Now we can write a slope function based on the differential equations

$\omega = \frac{d\theta}{dt} = 10$

$\frac{dy}{dt} = r \frac{d\theta}{dt}$

$\frac{dr}{dt} = k \frac{d\theta}{dt}$


In [8]:
def slope_func(state, t, system):
    """Computes the derivatives of the state variables.
    
    state: State object with theta, y, r
    t: time
    system: System object with r, k
    
    returns: sequence of derivatives
    """
    theta, y, r = state
    k, omega = system.k, system.omega
    
    dydt = r * omega
    drdt = k * omega
    
    return omega, dydt, drdt

Testing slope_func


In [9]:
slope_func(system.init, 0, system)

We'll use an event function to stop when y=L.


In [10]:
def event_func(state, t, system):
    """Detects when we've rolled length `L`.
    
    state: State object with theta, y, r
    t: time
    system: System object with L
    
    returns: difference between `y` and `L`
    """
    theta, y, r = state
    
    return y - system.L

In [11]:
event_func(system.init, 0, system)

Now we can run the simulation.


In [12]:
results, details = run_ode_solver(system, slope_func, events=event_func)
details

And look at the results.


In [13]:
results.tail()

The final value of y is 47 meters, as expected.


In [14]:
unrolled = get_last_value(results.y)

The final value of radius is R_max.


In [15]:
radius = get_last_value(results.r)

The total number of rotations is close to 200, which seems plausible.


In [16]:
radians = get_last_value(results.theta) 
rotations = magnitude(radians) / 2 / np.pi

The elapsed time is about 2 minutes, which is also plausible.


In [17]:
t_final = get_last_label(results) * s

Plotting

Plotting theta


In [18]:
def plot_theta(results):
    plot(results.theta, color='C0', label='theta')
    decorate(xlabel='Time (s)',
             ylabel='Angle (rad)')
    
plot_theta(results)

Plotting y


In [19]:
def plot_y(results):
    plot(results.y, color='C1', label='y')

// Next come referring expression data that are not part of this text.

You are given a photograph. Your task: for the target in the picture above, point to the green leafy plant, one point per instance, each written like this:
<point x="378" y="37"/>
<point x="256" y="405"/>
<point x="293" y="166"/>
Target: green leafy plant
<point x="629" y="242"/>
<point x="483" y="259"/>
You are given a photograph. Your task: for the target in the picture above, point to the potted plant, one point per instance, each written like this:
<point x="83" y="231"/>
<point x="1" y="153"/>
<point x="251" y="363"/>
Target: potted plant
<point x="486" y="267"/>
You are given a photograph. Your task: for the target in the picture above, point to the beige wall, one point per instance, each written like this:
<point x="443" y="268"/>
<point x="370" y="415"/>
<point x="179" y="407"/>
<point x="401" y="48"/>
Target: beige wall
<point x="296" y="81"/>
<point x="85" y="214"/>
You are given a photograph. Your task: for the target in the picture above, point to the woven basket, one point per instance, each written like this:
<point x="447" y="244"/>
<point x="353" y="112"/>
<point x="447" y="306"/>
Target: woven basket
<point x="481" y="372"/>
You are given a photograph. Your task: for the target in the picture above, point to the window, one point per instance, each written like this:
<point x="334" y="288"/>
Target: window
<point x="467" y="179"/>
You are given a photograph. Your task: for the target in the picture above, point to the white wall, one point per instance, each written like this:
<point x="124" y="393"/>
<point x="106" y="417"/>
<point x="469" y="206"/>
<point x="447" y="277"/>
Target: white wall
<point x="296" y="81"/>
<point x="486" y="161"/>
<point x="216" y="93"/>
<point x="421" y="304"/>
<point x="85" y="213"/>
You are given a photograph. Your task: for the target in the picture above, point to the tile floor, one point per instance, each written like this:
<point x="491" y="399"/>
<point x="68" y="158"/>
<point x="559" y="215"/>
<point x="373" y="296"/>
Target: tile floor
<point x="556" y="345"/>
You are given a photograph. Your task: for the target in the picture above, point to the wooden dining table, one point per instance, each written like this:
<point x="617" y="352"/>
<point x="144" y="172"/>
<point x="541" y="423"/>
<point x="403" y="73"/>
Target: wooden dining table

    decorate(xlabel='Time (s)',
             ylabel='Length (m)')
    
plot_y(results)

Plotting r


In [20]:
def plot_r(results):
    plot(results.r, color='C2', label='r')

    decorate(xlabel='Time (s)',
             ylabel='Radius (m)')
    
plot_r(results)

We can also see the relationship between y and r, which I derive analytically in the book.


In [21]:
plot(results.r, results.y, color='C3')

decorate(xlabel='Radius (m)',
         ylabel='Length (m)',
         legend=False)

And here's the figure from the book.


In [22]:
def plot_three(results):
    subplot(3, 1, 1)
    plot_theta(results)

    subplot(3, 1, 2)
    plot_y(results)

    subplot(3, 1, 3)
    plot_r(results)

plot_three(results)
savefig('figs/chap24-fig01.pdf')

Animation

Here's a draw function that animates the results using matplotlib patches.


In [23]:
from matplotlib.patches import Circle
from matplotlib.patches import Arrow

def draw_func(state, t):
    # get radius in mm
    theta, y, r = state
    radius = r.magnitude * 1000
    
    # draw a circle with
    circle = Circle([0, 0], radius, fill=True)
    plt.gca().add_patch(circle)
    
    # draw an arrow to show rotation
    dx, dy = pol2cart(theta, radius)
    arrow = Arrow(0, 0, dx, dy)
    plt.gca().add_patch(arrow)

    # make the aspect ratio 1
    plt.axis('equal')

In [24]:
animate(results, draw_func)

Exercise: Run the simulation again with a smaller step size to smooth out the animation.

Exercises

Exercise: Since we keep omega constant, the linear velocity of the paper increases with radius. Use gradient to estimate the derivative of results.y. What is the peak linear velocity?


In [25]:
# Solution goes here

In [26]:
plot(dydt, label='dydt')
decorate(xlabel='Time (s)',
         ylabel='Linear velocity (m/s)')

In [27]:
# Solution goes here

Now suppose the peak velocity is the limit; that is, we can't move the paper any faster than that.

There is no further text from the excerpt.